Algorithm to find duplicates in multiple linked lists - algorithm

What is the fastest method of finding duplicates across multiple (large) linked lists.
I will attempt to illustrate the problem with arrays instead just to make it a bit more readable. (I used numbers from 0-9 for simplicity instead of pointers).
list1[] = {1,2,3,4,5,6,7,8,9,0};
list2[] = {0,2,3,4,5,6,7,8,9,1};
list3[] = {4,5,6,7,8,9,0,1,2,3};
list4[] = {8,2,5};
list5[] = {1,1,2,2,3,3,4,4,5,5};
If I now ask: 'does the number 8 exist in list1-5?' I could sort the lists, remove duplicates, repeat this for all lists and merge them into a "superlist" and see if the number of (new) duplicates equal the number of lists that I search through. Assuming that I got the correct number of duplicates I can assume that what I searched for (8) exists in all of the lists.
If I instead searched for 1 I will only get four duplicates—ergo not found in all of the lists.
Is there a faster/smarter/better way to achieve the above without sorting and/or changing the lists in any way?
P.S.: This question is asked mostly out of pure curiosity and nothing else! :)

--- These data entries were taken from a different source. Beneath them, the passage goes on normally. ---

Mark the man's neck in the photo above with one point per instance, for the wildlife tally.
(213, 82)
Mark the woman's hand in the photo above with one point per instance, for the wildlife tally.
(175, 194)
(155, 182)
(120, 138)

Just put each number into a hash table and store the number of occurrences for that item in the table. When you find another, just increment the counter. O(n) algorithm (n items across all the lists).
If you want to store the lists that each occurs in, then you need a set representation to be stored under each item as well. YOu can use any set representation -- bit vector, list, array etc. This will tell you the lists that that item is a member of. This does not change it from O(n), just increases the work by a constant factor.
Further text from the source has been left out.